On the one hand, a qualified and experienced translator should be adept at crafting good text. A translator, after all, is a writer. She creates a new text in her native tongue, on the basis of a source text in a different language (in my opinion, academic translators should always translate into their native language). This new text should, of course, reflect the content of the original text accurately. But in its sentence structure, flow, syntax, and sometimes style, it is a wholly new creation.
Like any other good writer, a good translator should review and proofread her own work thoroughly and meticulously after ‘sleeping on it’. But scientific editing is a process that goes beyond proofing one’s own work. A second pair of eyes can notice many things undetected by the writer – typing errors, stylistic inconsistencies, redundancies or structural shortfalls.
Some translations do require editing in order to ensure accuracy and precision. Moreover, even the best translators, as they ‘think’ in two languages, inevitably leave occasional traces of the source language in their writing. Even an excellent translation can be further refined and polished. Indeed, famous authors, award-winning translators, and other literary giants have editors who play a crucial role in producing and polishing their work. Just as we would not expect an author to also edit his or her own book, so too, it seems reasonable that we should not expect a translator to be their own editor either.
So how do you know if you need an editor for your text? It all depends on your specific goals and context.
When do you need an editor?
When advising colleagues about whether to have a translation edited, I often suggest the following rule of thumb: If your manuscript is the type of text that you would have edited in its original, then you should probably have the translation edited as well. This is usually true even if the source text has already undergone editing itself, since the translation is a new creation.
Most academic books, journal articles, and literary works are edited at some point – even when they are written by eloquent, talented authors writing in their own language. A well-written article or book rendered into a new language by a top translator is just like any other piece of good writing – it is the most important step toward your goal, but it still needs to go through one more stage in order to cross the finish line.

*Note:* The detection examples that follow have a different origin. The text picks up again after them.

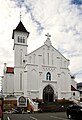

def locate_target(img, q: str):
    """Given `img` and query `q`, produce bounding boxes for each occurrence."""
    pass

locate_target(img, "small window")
[73,92,75,96]
[23,37,25,43]
[46,72,51,80]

When might you not need an editor?
The same rule of thumb applies in the other direction: If you would not use an editor for the type of text if it were written in your native language, a good translation of the same piece may also not require editing (even if it could still benefit from it).
When might this be the case? While there is no concrete rule, you might be able to get away without having a well-written text edited if it is not intended for publication. For example, texts intended for private communication; translated abstracts; lecture notes; and other materials intended primarily for transmitting information.
Similarly, if you are submitting your work to a publisher or journal with their own in-house editors, you might not need to find an editor yourself.
Finally, you may not want an editor in cases where it is critical that the translation be as literal a reflection of the original as possible – such as a questionnaire.
Of course, in these cases, too, the text should still be as polished as possible. You must be sure that your translator is a dependably excellent writer in the target language (and, if not – find a different translator!).
The bottom line
While it is reasonable to expect a translator to review, edit and proofread their own work, don’t expect a translator to be able to play the full roles of both translator and editor. In some cases, it may not be critical to have an editor and professional translation may suffice. However, any text intended for publication should be translated and edited before it is submitted for publication. Also, don’t be short-sighted. You may only be working on a draft for a limited audience now (such as a doctoral thesis), but if you plan to use the text in a published paper later, it may still be worth investing in editing.
Avi has worked as a translator and editor in various fields of humanities and social sciences, and is the founder of Academic Language Experts.